It’s a Sunday night. I am fighting the residual effects of a nasty cold that has over the past few days left me wanting to yell rather stuffed-uppedly—“man down!” I haven’t spent this much time horizontal in I don’t know how long. But I lay here on the couch blogging, Bon Iver singing in the background, and my hot husband checking his email, drinking a beer at the kitchen table. Despite my clogged head and raw nose, I look at him, I feel the cool Cali night breeze coming in through the door, and I am happy.
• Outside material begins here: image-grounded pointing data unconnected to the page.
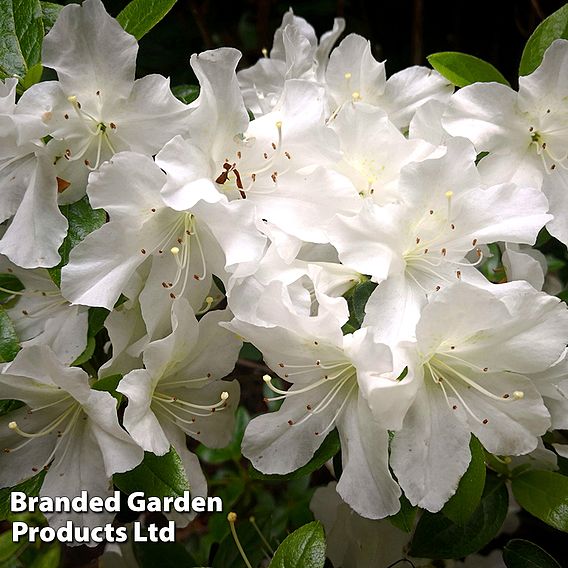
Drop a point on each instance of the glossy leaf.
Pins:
(83, 219)
(466, 499)
(156, 476)
(9, 343)
(462, 69)
(305, 547)
(436, 536)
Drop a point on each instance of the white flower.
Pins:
(178, 391)
(276, 163)
(526, 133)
(96, 108)
(67, 428)
(295, 54)
(476, 353)
(182, 248)
(313, 355)
(41, 315)
(28, 188)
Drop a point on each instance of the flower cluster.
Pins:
(337, 219)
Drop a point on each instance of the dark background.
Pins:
(403, 32)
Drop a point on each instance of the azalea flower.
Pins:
(476, 352)
(295, 54)
(418, 246)
(312, 354)
(181, 250)
(66, 428)
(276, 163)
(28, 187)
(178, 391)
(525, 133)
(354, 75)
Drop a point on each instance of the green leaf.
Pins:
(87, 353)
(462, 69)
(553, 27)
(9, 282)
(357, 300)
(436, 536)
(10, 550)
(140, 16)
(48, 559)
(50, 12)
(186, 93)
(544, 494)
(21, 36)
(83, 219)
(9, 343)
(305, 547)
(470, 489)
(30, 487)
(233, 450)
(324, 453)
(404, 519)
(520, 553)
(156, 476)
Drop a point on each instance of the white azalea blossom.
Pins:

This morning we rummaged through the LA Times (horizontally, mind you!). A two-page spread in PARADE magazine stopped me. It was a quiz: "Do you know how to be happy?" Question #1 asked if cheerful people A. only do the things they like, B. try to boost their mood each day, or C. generally don’t give happiness much thought. The answer? C. People who place a high emphasis on happiness and actually pursue it on a regular basis can do more harm than good. You can actually become more depressed in your pursuit of happiness! Those who aren’t caught up with being happy are actually happier.
B and I got to talking about how it’s a mindset. It’s an internal mindset. Not based on external factors. A friend recently shared something another friend asks her frequently…”Does life suck? Or do you suck at life?” It’s a little harsh, but the sentiment rings true. If you think life sucks, perhaps you need to take a step back and ask if it’s your perception of life that sucks instead! Place your happiness barometer in the bags of material goods, the relationships with others, or even on the scale in the bathroom and chances are you’re not going to get the reading you want. Another friend who has battled obesity was recently sharing with B and I that he had an epiphany…he can no longer base his sense of accomplishment in the numbers of weight loss—the number of pounds he’s lost or the calories he hasn’t taken in. Inevitably that disappoints and drives him crazy! Instead, he needs to choose to focus on how he’s living a much healthier lifestyle overall. And if the scale happens to show two extra pounds one day? Who cares because he’s eating healthy now, working out, living actively. For him, the pursuit of weight loss had actually started working against him!
The quiz went on to say, among other things, that people who return from vacations are no happier than those who haven’t been on vacation. Point? Things of this life are not happiness-bringing. And I think it’s because this life is ever-changing. One day you’re healthy. The next day you’re not. One day you have a spouse. The next day you don’t. One day you have a job. The next day you don’t. It's never the same. The second you buy something, the new version of that something has hit the shelves (or the web), so now you need the latest version to be happy. It doesn't stop.
Do I know how to be happy? Probably not. I mean, who does in L.A. really?! (sarcasm) But I think a pursuit to know a God who doesn’t change brings some serious peace—no matter what the news, the scale, or bank account says.